World champion footballer Matthew just missed out on medals in javelin and shot putt in the track and field disciplines, achieving fourth and fifth place.
One of 395 athletes from around the globe who competed representing 23 nations and every US state, he dreams of becoming a Paralympian.
Matthew added: “I hope with hard work I may get the opportunity to compete at the Paralympics.
“Brazil in 2016 would be too soon, so maybe 2020.
“But if not I know I will have tried my best.”
The 2013 World Dwarf Games, held at the Michigan State University between August 3 and 10, featured 13 sports for male and female athletes from four age divisions.
Contestants competed in one of three categories based on their sitting height, standing height, arm span and mobility impairments.

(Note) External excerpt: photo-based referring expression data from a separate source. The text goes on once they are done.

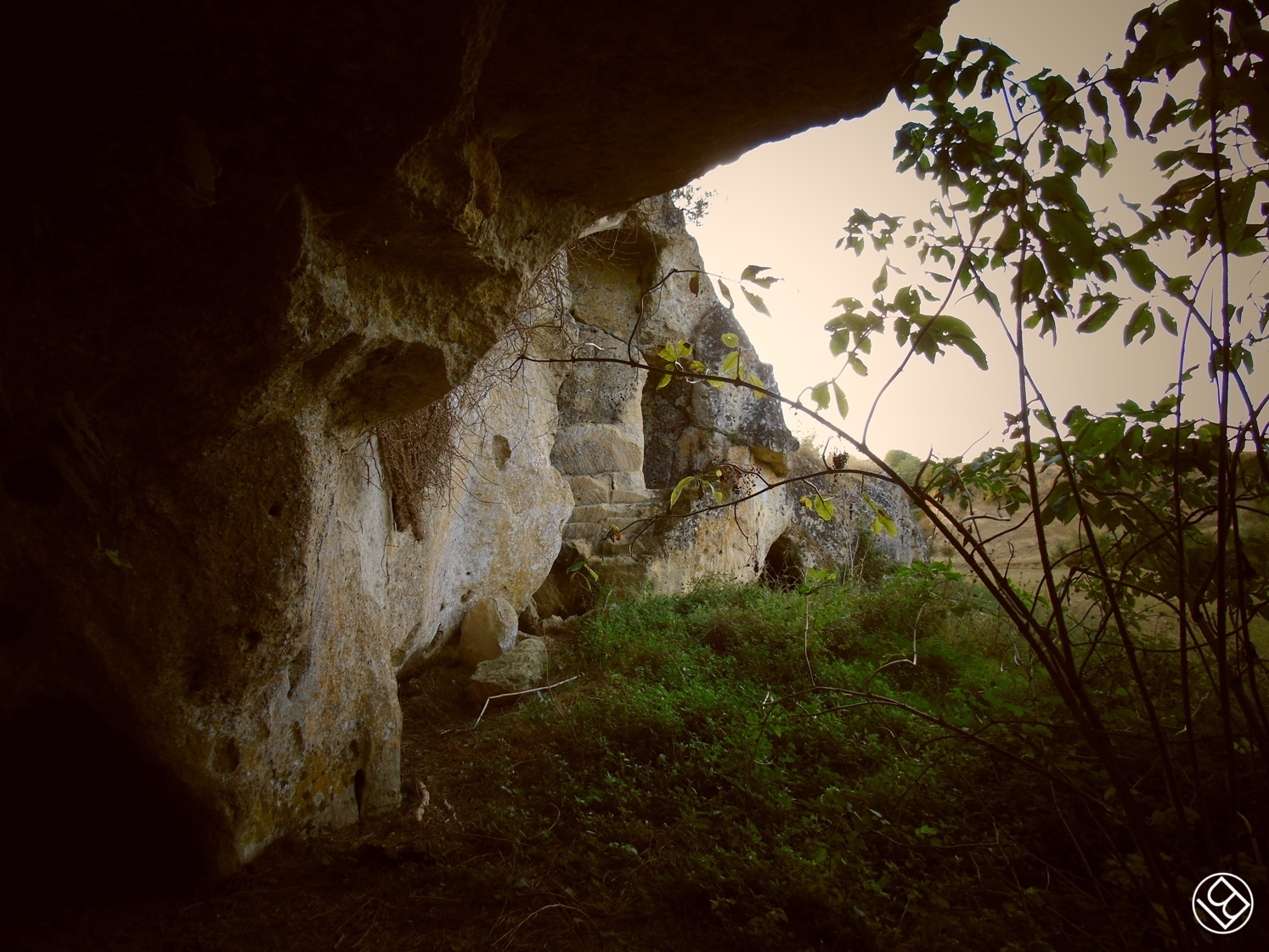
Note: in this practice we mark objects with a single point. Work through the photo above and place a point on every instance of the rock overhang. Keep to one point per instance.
(238, 235)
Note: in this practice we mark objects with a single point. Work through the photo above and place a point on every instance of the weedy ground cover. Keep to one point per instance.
(862, 766)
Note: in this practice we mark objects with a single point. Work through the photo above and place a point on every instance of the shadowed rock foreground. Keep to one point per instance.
(240, 243)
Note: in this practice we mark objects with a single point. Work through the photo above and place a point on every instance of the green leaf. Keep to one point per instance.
(820, 395)
(1178, 286)
(1033, 274)
(883, 279)
(971, 349)
(753, 272)
(1140, 268)
(755, 302)
(1142, 321)
(726, 295)
(1097, 320)
(1098, 104)
(678, 490)
(843, 408)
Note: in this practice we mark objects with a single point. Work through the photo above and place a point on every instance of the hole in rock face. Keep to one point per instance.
(33, 482)
(501, 451)
(783, 567)
(359, 788)
(87, 816)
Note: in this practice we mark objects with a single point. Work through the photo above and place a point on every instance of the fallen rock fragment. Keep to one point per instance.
(488, 631)
(519, 669)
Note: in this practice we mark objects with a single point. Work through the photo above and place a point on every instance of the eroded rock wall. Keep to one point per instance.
(626, 441)
(240, 239)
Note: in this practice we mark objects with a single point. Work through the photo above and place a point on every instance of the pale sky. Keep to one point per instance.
(785, 203)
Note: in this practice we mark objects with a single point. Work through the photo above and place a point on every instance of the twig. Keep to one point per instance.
(516, 693)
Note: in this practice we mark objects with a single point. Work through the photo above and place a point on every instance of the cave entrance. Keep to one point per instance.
(87, 816)
(785, 566)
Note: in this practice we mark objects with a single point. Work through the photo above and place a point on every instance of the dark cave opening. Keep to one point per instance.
(783, 566)
(87, 816)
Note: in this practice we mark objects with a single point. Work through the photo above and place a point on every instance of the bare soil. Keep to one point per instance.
(391, 882)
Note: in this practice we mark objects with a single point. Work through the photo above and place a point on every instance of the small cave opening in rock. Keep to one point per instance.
(783, 566)
(87, 816)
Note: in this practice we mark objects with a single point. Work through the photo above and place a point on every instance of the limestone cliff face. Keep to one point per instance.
(624, 442)
(238, 243)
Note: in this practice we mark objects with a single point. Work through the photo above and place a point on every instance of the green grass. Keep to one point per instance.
(691, 777)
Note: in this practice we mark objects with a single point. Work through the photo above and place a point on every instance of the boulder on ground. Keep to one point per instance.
(519, 669)
(488, 631)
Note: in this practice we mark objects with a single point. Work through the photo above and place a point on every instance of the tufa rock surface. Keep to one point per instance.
(519, 669)
(488, 631)
(243, 246)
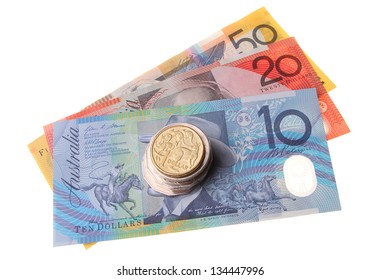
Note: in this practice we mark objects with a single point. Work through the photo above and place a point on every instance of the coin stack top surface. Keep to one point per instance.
(177, 159)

The World Dwarf Games is the largest sporting event in history held exclusively for athletes with dwarfism and is held every four years — first taking place in Chicago in 1993.

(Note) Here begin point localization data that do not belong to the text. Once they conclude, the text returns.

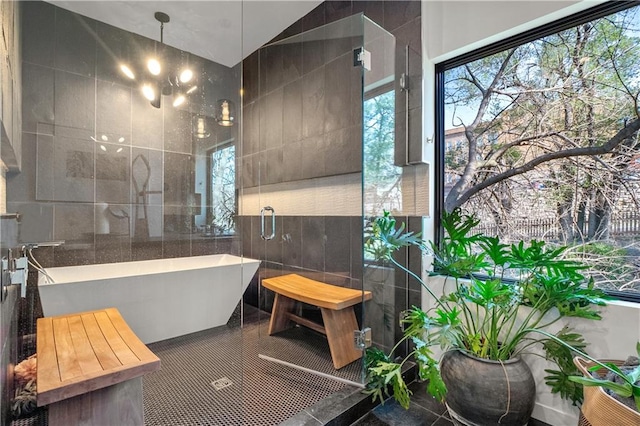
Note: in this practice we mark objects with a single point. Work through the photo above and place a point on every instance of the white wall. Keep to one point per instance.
(451, 28)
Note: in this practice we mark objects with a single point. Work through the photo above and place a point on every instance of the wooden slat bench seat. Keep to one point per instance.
(336, 304)
(90, 368)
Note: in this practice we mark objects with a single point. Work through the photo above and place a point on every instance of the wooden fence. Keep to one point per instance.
(623, 224)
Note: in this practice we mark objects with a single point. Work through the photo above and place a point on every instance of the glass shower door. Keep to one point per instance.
(307, 203)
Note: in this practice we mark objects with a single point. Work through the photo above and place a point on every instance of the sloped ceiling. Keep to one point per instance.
(223, 31)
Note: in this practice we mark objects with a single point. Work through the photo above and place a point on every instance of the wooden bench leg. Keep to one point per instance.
(339, 326)
(282, 306)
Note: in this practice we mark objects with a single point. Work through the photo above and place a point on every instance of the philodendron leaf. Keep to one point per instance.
(391, 374)
(622, 389)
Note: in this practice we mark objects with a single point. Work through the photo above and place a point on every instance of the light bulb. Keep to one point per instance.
(186, 75)
(127, 71)
(179, 100)
(148, 92)
(154, 66)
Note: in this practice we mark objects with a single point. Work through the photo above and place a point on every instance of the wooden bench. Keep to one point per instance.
(335, 303)
(90, 368)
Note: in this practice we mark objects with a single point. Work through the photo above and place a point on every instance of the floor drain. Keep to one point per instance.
(221, 383)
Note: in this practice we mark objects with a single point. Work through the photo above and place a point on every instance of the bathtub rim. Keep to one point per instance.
(82, 272)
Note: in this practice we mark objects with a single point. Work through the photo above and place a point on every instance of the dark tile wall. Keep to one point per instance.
(302, 119)
(92, 143)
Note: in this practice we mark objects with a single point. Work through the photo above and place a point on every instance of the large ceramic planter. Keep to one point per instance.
(482, 392)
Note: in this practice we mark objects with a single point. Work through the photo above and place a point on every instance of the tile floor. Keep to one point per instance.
(424, 410)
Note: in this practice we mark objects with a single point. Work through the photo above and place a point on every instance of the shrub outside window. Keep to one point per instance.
(539, 137)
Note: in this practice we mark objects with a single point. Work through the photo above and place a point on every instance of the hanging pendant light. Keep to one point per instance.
(225, 112)
(160, 79)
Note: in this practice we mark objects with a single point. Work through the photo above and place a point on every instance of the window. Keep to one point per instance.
(382, 179)
(222, 184)
(539, 138)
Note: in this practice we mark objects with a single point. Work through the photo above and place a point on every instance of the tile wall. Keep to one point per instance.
(92, 143)
(302, 123)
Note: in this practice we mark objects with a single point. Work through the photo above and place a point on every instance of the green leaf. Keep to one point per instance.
(622, 389)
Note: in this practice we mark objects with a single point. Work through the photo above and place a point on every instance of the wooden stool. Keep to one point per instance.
(336, 304)
(90, 368)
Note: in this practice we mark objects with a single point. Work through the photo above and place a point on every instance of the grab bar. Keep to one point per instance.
(273, 223)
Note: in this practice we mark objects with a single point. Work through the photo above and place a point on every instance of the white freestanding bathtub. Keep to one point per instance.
(159, 299)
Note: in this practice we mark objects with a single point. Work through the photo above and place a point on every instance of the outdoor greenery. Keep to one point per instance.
(223, 185)
(549, 130)
(627, 383)
(498, 302)
(381, 178)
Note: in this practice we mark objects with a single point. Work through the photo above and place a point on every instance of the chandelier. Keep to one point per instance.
(159, 79)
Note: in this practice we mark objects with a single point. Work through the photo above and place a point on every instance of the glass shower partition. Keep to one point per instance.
(302, 196)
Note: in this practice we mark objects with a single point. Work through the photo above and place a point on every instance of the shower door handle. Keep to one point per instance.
(273, 223)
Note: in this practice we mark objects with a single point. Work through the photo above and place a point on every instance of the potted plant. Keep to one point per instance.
(497, 302)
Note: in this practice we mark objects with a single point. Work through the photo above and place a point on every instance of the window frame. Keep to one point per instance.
(209, 188)
(562, 24)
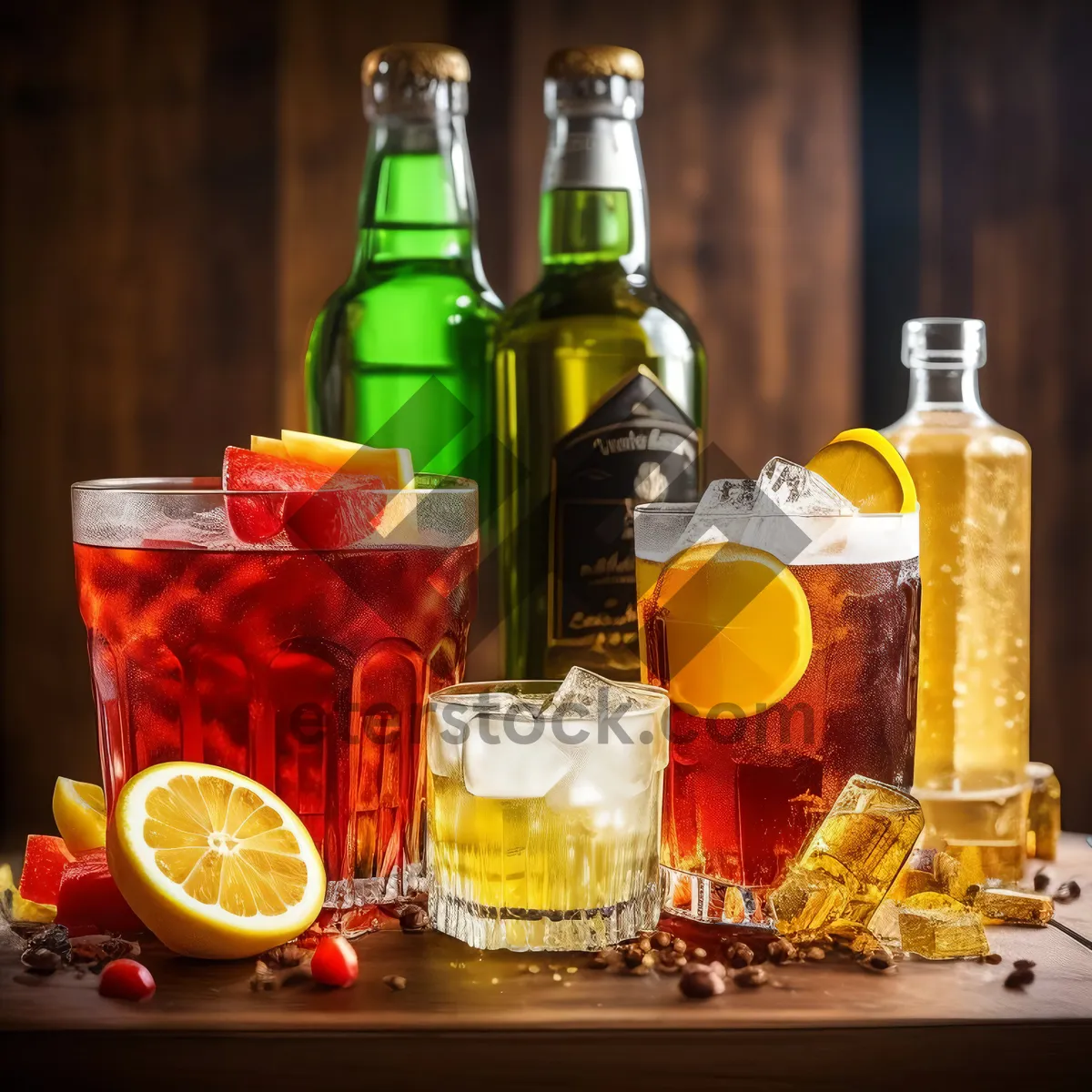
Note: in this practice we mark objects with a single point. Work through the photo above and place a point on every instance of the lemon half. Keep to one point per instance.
(213, 863)
(737, 628)
(865, 468)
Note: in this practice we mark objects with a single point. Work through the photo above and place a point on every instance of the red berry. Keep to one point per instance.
(334, 962)
(126, 980)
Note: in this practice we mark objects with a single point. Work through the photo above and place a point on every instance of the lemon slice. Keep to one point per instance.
(213, 863)
(392, 465)
(737, 628)
(865, 469)
(80, 814)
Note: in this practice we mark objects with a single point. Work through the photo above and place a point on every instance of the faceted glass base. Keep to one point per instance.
(711, 901)
(377, 891)
(544, 931)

Tim Shephard, development officer at the Dwarf Sports Association UK, said Team GB’s second place medals table finish was a “huge achievement”.
He said: “Every member of the team excelled. Some athletes competed in several events and over a long week of sport still worked as hard and were still as successful by the end as they were at the beginning.
“Competitors were given the chance to compete on a level playing field and were able to meet people from all over the world, come into contact with different cultures and make new friends.
“This was Matthew’s first world dwarf games — and you can’t do much better on your first time than to achieve a gold medal.
“I am sure he will develop further as a player and will look forward to competing in the next Dwarf World Games in 2017.”
Earlier this year Matthew won 10 medals in the Dwarf National Games in Birmingham — achieving one gold, five silvers and four bronzes over the three-day event despite it being his first time in the under-15s category.
To attend the games Matthew held various fundraising events, with the Dwarf Sports Association’s target in excess of £100,000 for all Team GB competitors.
An adrenaline-fuelled abseil down the Peel Monument on Holcombe Hill in April raised £700 towards his America trip, and in May Matthew took part in a sponsored 12-hour badminton session to boost funds.